In statistics and research, internal consistency is typically a measure based on the correlations between different items on the same test (or the same subscale on a larger test). It measures whether several items that propose to measure the same general construct produce similar scores. For example, if a respondent expressed agreement with the statements "I like to ride bicycles" and "I've enjoyed riding bicycles in the past", and disagreement with the statement "I hate bicycles", this would be indicative of good internal consistency of the test.
Internal consistency is usually measured with Cronbach's alpha, a statistic calculated from the pairwise correlations between items. Internal consistency ranges between negative infinity and one.
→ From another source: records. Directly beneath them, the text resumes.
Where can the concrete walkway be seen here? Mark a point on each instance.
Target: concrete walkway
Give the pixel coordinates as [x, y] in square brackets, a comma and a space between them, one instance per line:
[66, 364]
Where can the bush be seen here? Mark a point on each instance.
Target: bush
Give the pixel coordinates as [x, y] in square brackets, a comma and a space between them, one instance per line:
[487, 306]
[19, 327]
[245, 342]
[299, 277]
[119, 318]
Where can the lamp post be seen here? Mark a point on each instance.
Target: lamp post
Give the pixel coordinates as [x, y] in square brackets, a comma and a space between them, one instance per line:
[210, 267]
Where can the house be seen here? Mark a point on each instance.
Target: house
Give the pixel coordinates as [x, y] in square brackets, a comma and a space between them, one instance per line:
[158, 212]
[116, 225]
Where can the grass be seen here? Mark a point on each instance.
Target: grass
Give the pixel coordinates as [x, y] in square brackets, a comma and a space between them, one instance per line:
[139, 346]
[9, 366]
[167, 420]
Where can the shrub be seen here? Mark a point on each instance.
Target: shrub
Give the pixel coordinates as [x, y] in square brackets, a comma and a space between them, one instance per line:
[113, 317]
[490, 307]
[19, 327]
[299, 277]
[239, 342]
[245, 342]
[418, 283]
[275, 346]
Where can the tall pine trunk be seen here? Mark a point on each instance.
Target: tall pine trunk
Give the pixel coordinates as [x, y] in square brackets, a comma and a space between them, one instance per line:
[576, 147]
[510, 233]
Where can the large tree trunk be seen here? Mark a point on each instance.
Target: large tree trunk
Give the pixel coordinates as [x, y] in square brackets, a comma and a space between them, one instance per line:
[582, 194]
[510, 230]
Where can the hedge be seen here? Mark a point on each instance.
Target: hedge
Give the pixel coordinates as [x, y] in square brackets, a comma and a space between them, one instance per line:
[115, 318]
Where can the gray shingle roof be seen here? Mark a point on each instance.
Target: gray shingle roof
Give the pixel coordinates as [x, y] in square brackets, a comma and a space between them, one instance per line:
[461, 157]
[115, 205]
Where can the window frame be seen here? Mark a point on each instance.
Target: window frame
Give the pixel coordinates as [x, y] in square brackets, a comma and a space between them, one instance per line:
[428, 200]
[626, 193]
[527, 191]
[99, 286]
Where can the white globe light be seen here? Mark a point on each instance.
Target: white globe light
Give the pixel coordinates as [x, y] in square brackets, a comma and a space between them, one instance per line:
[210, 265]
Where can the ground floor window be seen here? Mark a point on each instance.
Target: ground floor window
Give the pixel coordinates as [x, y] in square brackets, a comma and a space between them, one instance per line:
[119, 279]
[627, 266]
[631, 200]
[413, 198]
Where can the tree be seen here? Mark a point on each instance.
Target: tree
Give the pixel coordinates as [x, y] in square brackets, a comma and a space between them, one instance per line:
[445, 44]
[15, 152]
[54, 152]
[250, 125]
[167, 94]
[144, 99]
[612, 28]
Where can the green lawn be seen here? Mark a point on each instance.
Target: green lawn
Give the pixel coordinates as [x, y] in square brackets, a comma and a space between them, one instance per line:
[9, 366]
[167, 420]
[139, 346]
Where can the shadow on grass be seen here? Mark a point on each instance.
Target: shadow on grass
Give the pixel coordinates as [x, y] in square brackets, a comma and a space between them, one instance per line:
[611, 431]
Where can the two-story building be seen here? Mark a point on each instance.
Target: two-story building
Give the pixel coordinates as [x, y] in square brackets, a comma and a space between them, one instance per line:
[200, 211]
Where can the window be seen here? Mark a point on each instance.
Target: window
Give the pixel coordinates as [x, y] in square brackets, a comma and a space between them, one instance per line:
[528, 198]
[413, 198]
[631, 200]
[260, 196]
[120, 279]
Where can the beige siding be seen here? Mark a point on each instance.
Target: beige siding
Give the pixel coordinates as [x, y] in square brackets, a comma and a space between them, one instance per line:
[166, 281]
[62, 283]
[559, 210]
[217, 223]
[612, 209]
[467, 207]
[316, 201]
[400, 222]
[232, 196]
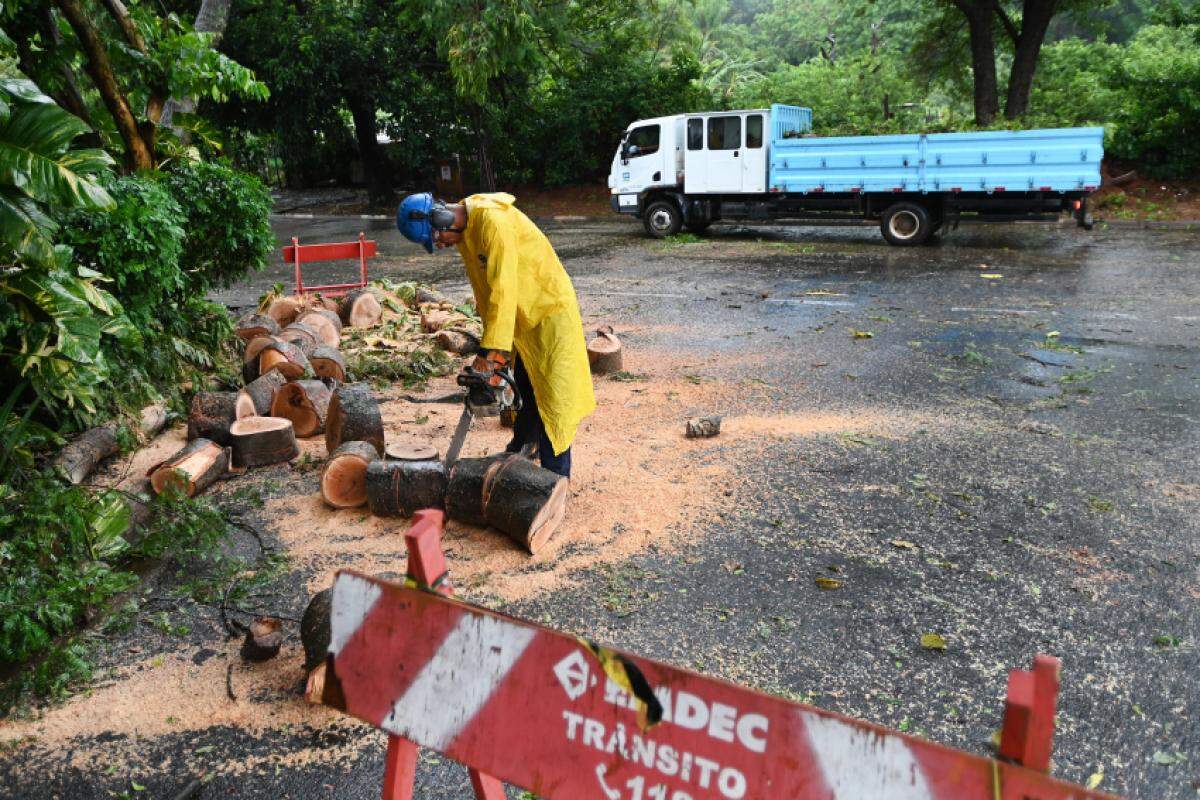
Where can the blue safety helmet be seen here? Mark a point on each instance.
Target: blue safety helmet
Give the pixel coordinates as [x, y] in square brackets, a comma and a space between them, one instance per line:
[420, 215]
Coefficient alpha will be negative whenever there is greater within-subject variability than between-subject variability.[1]
A commonly accepted rule of thumb for describing internal consistency is as follows:[2]
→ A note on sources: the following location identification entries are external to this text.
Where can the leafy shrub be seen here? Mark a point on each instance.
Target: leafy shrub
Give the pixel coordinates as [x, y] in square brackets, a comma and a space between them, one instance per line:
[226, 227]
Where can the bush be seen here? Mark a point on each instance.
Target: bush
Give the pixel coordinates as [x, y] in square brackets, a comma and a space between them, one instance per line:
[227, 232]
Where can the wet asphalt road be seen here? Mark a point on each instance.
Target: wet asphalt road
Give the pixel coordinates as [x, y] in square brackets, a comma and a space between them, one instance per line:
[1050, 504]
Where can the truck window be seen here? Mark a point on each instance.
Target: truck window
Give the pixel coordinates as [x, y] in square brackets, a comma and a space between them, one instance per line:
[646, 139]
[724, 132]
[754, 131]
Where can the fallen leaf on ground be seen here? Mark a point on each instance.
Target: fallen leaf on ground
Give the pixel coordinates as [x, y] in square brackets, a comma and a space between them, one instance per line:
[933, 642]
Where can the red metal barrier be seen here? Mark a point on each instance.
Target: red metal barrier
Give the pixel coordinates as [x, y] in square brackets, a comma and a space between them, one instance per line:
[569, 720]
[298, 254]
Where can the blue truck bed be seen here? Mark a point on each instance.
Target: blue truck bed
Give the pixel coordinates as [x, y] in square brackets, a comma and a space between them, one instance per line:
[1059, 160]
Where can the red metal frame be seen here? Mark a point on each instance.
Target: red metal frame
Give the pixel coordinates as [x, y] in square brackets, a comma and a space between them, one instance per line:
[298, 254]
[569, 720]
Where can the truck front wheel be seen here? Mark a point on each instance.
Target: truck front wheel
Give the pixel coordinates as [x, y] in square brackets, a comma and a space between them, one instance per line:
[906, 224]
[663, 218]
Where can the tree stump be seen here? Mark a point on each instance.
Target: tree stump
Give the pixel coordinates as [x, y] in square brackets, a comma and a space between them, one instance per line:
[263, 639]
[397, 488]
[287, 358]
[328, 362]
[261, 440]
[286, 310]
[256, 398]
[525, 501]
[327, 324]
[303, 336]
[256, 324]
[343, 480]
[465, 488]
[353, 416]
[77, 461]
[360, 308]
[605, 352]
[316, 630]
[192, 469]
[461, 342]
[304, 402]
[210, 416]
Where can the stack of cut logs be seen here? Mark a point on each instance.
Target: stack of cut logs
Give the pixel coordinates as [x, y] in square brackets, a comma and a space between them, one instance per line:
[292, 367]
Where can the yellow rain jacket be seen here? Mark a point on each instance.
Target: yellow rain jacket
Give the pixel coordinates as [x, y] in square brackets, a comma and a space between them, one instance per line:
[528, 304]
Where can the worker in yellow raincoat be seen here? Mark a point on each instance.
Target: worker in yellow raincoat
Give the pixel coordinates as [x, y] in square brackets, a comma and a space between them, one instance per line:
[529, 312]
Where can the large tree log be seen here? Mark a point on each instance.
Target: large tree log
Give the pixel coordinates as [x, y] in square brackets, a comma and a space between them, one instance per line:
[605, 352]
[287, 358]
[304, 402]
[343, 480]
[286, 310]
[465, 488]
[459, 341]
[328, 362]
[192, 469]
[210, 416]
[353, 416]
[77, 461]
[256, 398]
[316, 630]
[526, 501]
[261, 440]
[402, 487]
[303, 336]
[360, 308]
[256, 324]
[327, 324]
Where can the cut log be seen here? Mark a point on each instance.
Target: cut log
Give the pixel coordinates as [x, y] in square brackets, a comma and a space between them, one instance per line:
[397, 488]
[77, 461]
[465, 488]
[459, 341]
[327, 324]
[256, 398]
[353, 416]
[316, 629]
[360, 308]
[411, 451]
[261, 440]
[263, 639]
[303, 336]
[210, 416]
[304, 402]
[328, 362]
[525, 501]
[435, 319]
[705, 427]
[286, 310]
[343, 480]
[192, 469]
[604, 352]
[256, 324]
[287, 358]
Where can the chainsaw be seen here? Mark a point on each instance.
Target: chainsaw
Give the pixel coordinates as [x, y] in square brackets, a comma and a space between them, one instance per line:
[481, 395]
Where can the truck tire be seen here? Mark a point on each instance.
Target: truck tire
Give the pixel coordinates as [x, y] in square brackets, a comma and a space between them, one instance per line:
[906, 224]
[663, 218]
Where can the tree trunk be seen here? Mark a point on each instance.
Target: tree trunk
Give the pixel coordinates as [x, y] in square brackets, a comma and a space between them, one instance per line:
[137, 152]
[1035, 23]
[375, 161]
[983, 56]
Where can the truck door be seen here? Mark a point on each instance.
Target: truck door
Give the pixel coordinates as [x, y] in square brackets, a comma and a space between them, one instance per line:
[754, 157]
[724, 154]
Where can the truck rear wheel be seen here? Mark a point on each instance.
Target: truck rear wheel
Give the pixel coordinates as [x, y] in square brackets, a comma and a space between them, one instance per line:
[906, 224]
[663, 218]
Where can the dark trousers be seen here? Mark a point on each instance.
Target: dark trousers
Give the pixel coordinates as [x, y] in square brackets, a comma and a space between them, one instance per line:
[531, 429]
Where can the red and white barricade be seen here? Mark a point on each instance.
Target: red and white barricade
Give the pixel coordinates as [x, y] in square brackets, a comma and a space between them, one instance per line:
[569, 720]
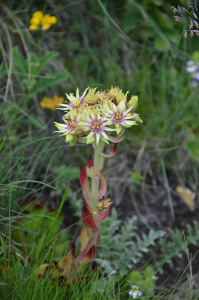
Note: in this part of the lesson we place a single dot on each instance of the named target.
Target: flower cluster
(193, 69)
(50, 103)
(43, 21)
(95, 115)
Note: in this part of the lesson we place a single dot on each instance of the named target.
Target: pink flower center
(118, 117)
(72, 125)
(96, 126)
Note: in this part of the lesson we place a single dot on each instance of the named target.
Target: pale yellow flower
(51, 103)
(43, 21)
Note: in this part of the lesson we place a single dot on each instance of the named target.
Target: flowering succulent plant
(97, 118)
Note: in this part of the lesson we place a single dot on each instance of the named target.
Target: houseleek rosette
(97, 118)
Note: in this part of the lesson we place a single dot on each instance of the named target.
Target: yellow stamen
(96, 125)
(76, 103)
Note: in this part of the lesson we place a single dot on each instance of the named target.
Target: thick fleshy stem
(96, 178)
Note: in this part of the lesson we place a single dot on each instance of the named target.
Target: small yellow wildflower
(43, 21)
(50, 103)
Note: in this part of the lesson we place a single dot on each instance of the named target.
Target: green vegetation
(150, 240)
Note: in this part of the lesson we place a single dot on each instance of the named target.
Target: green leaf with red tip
(90, 167)
(72, 249)
(103, 187)
(88, 220)
(83, 238)
(66, 263)
(103, 216)
(112, 153)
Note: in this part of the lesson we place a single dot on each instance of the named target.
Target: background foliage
(139, 47)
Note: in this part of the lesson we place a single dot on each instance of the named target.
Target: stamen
(76, 103)
(118, 115)
(96, 125)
Cronbach's alpha | Internal consistency |
---|---|
0.9 ≤ α | Excellent |
0.8 ≤ α < 0.9 | Good |
0.7 ≤ α < 0.8 | Acceptable |
0.6 ≤ α < 0.7 | Questionable |
0.5 ≤ α < 0.6 | Poor |
α < 0.5 | Unacceptable |
Very high reliabilities (0.95 or higher) are not necessarily desirable, as this indicates that the items may be redundant.[3] The goal in designing a reliable instrument is for scores on similar items to be related (internally consistent), but for each to contribute some unique information as well. Note further that Cronbach's alpha is necessarily higher for tests measuring more narrow constructs, and lower when more generic, broad constructs are measured. This phenomenon, along with a number of other reasons, argue against using objective cut-off values for internal consistency measures.[4] Alpha is also a function of the number of items, so shorter scales will often have lower reliability estimates yet still be preferable in many situations because they are lower burden.
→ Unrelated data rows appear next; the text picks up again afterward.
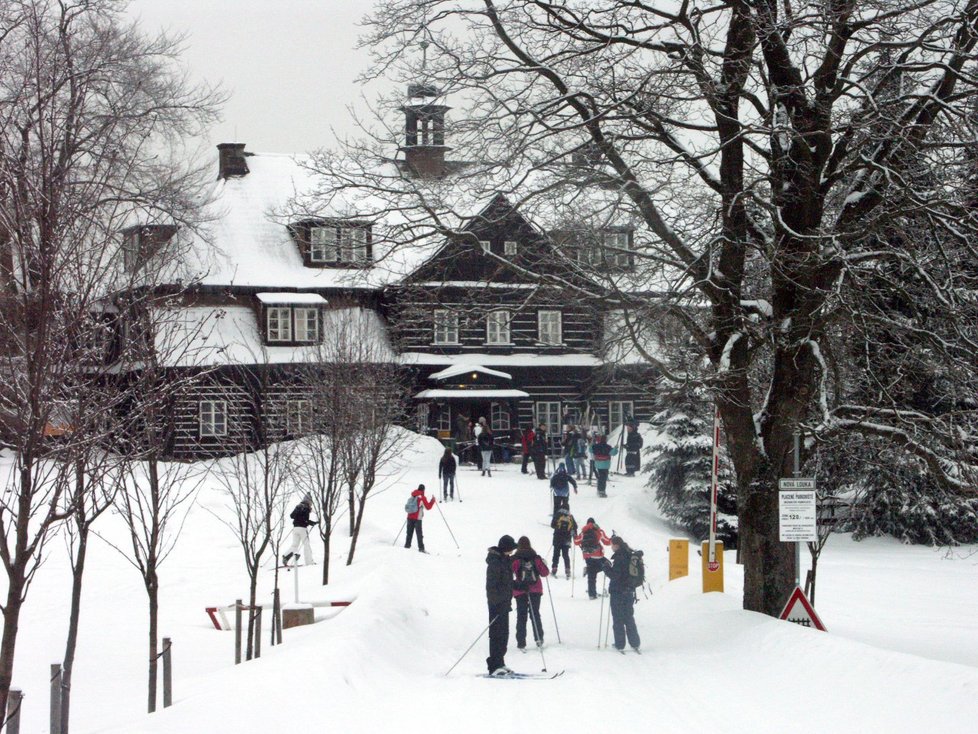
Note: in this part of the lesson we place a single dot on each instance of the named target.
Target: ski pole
(399, 531)
(601, 612)
(447, 525)
(537, 632)
(553, 610)
(473, 644)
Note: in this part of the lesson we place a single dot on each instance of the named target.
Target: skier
(591, 539)
(565, 528)
(421, 503)
(485, 442)
(446, 472)
(528, 567)
(538, 451)
(621, 596)
(559, 485)
(526, 442)
(300, 531)
(499, 597)
(601, 452)
(633, 447)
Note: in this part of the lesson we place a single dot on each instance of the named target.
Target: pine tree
(680, 467)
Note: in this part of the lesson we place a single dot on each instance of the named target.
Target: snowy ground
(901, 654)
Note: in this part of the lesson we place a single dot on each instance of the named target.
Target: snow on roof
(305, 298)
(463, 369)
(202, 336)
(440, 394)
(501, 360)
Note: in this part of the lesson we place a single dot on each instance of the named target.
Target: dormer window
(291, 318)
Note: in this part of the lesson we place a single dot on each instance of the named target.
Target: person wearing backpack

An alternative way of thinking about internal consistency is that it is the extent to which all of the items of a test measure the same latent variable. The advantage of this perspective over the notion of a high average correlation among the items of a test – the perspective underlying Cronbach's alpha – is that the average item correlation is affected by skewness (in the distribution of item correlations) just as any other average is. Thus, whereas the modal item correlation is zero when the items of a test measure several unrelated latent variables, the average item correlation in such cases will be greater than zero. Thus, whereas the ideal of measurement is for all items of a test to measure the same latent variable, alpha has been demonstrated many times to attain quite high values even when the set of items measures several unrelated latent variables.[5][6][7][8][9][10][11] The hierarchical "coefficient omega" may be a more appropriate index of the extent to which all of the items in a test measure the same latent variable.[12][13] Several different measures of internal consistency are reviewed by Revelle & Zinbarg (2009).[14][15]